Enquanto um habitante de Moçambique usa, em média, menos de 10 litros de água por dia, um europeu consome entre 200 e 300, e um norte-americano, 575 (em Phoenix, no Arizona, o volume ultrapassa 1.000 litros/dia). “No Reino Unido, um cidadão médio usa mais de 50 litros de água por dia dando a descarga —mais de dez vezes o volume disponível para as pessoas que não têm acesso a uma fonte de água potável na maior parte da zona rural da África Subsaariana. Um norte-americano usa mais água em um banho de cinco minutos do que um morador de favela de país em desenvolvimento usa num dia inteiro”, compara o relatório.

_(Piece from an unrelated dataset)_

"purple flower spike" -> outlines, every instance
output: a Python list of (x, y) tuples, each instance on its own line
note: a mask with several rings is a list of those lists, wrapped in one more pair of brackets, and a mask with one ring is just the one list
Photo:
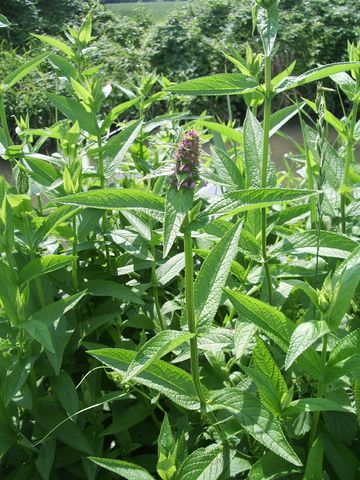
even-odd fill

Por falta de saneamento água potável e esgotamento sanitário), são registrados anualmente 5 bilhões de casos de diarréia nos países em desenvolvimento. Anualmente, essa doença tira a vida de 1,8 milhão de crianças menores de 5 anos — 4.900 por dia. Ainda que possa ser evitada com medidas simples, a diarréia mata mais do que tuberculose e malária, seis vezes mais que os conflitos armados e, entre as crianças, cinco vezes mais do que a AIDS.

“Água limpa e serviço de esgoto sanitário estão entre os mais eficientes remédios preventivos para reduzir a mortalidade infantil”, diz o RDH. O quadro atual dos países desenvolvidos, que entre o final do século XIX e o começo do século XX registraram uma rápida evolução nessa área, é um forte indicativo disso: a morte de crianças de menos de 5 anos representa menos de 1% dos óbitos nessas regiões. No mundo, representa 20%. Na África Subsaariana e no sul da Ásia, 33%.

Por ter relação tão estreita com outras áreas do desenvolvimento humano, a meta dos Objetivos de Desenvolvimento do Milênio relacionada a recursos hídricos e instalações sanitárias é crucial para que os outros Objetivos também sejam cumpridos. Para atingi-la, será preciso, até 2015, assegurar acesso a água a mais 900 milhões de pessoas e saneamento a 1,3 bilhão. Em geral, o mundo está avançando, mas essas metas não serão atingidas dentro do prazo se for mantida a tendência atual.

As projeções do RDH 2006 apontam que, no ritmo atual, o compromisso será atingido em 2016 (água) e 2022 (esgoto). Esses números gerais, porém, não revelam as dificuldades ainda mais agudas em algumas regiões — sobretudo na África Subsaariana. A América Latina já cumpriu a meta da água e deve cumprir a de saneamento.

Fonte: PNUD.

Resumo II

# No início do século XXI, uma em cada cinco pessoas residentes em países em desenvolvimento — cerca de 1,1 bilhão de pessoas — não tem acesso a água potável. Cerca de 2,6 bilhões de pessoas, quase metade da população total dos países em desenvolvimento, não têm acesso a serviços de esgoto. (página 33).

# Os governos deveriam ter como objetivo mínimo um gasto de 1% do PIB para saneamento. (página 8).

# O mundo dispõe da tecnologia, dos meios financeiros e da capacidade humana para acabar de vez com a praga da insegurança da água na vida de milhões de seres humanos. O que falta é a vontade política e a visão necessárias para aplicar esses recursos em prol do bem comum. (página 28).

Na América Latina, a porcentagem de excrementos humanos que recebe tratamento situa-se abaixo dos 14%: o restante é despejado nos rios e lagos ou abandonados, infiltrando-se no solo e contaminando águas subterrâneas. (página 39).